Dates: March 19-23, 2017

Locations: 

  • March 19, 2017, 2 p.m. Bethesda Row Cinema, 7235 Woodmont Ave, Bethesda, MD
  • March 20-23 - E Street Cinema, 555 11th Street, NW, Washington, DC

Film Highlights 

Sunday 3/19: Fueled: The Man They Called “Pirate” (Kaizoku to Yobareta Otoko) Fueled tells the story of Tetsuzo Kunioka, who finds that the future of his oil company is rocky and uncertain in post-World War II Japan. Despite huge obstacles and pushback from foreign powers, Tetsuzo’s courage and determination propels him to move forward to save his company, his workers, and his country. Fueled was nominated for six Japanese Academy Awards, including Best Actor and Best Cinematography.

Monday 3/20: Tsukiji Wonderland Tsukiji Wonderland is a documentary that follows Tokyo’s world-famous fish market and its fish experts through a lens that most tourists would never get to see or experience. Tsukiji Wonderland is presented in collaboration with the Environmental Film Festival.

Tuesday 3/21: The Long Excuse (Nagai Iiwake) The Long Excuse explores the themes of “family” as told through the tale of two men who are both experiencing grief, but very differently—one through guilt and self-loathing, and one through genuine sadness and heartache. On impulse, the first man jumps at the chance to help his friend take care of his children, who no longer have a mother.
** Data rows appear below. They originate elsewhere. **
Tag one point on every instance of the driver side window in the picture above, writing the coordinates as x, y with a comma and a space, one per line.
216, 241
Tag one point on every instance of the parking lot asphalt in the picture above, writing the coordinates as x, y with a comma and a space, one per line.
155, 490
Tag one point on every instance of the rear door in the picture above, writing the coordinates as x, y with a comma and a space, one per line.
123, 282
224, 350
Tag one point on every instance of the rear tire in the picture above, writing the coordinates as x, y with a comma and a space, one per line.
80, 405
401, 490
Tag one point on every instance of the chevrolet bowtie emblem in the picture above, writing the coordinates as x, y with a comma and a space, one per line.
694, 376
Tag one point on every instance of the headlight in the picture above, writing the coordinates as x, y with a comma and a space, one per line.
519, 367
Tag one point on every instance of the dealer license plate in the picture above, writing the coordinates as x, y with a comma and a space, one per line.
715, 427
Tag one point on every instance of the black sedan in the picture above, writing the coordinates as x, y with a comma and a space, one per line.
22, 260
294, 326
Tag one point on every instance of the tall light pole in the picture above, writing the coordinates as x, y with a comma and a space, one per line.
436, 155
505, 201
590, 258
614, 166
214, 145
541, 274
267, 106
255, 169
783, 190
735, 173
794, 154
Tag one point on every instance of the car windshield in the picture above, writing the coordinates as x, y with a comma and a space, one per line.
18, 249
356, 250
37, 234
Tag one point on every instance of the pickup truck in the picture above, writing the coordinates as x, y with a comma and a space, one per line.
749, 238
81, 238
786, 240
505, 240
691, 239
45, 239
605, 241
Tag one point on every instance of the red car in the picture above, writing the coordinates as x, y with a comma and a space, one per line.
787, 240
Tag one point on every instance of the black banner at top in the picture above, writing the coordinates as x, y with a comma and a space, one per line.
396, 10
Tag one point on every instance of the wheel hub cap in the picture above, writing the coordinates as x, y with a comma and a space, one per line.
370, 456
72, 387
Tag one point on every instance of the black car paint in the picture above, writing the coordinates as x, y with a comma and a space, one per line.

At once somber and transformative, this film is a study in the growth of human beings and the connections they make with others.

Wednesday 3/22: Satoshi: A Move for Tomorrow (Satoshi no Seishun) Satoshi: A Move for Tomorrow tells the true story of Satoshi Murayama, a shogi (Japanese chess) prodigy. While the film focuses on the professional shogi world and what it takes to be a player, it is also a look into Satoshi’s life and dreams as he fights tooth and nail to become the meijin—the best and most well-recognized shogi player—despite discovering he has cancer. Kenichi Matsuyama, who plays Satoshi in the film, was nominated for Best Actor at the Japanese Academy Awards.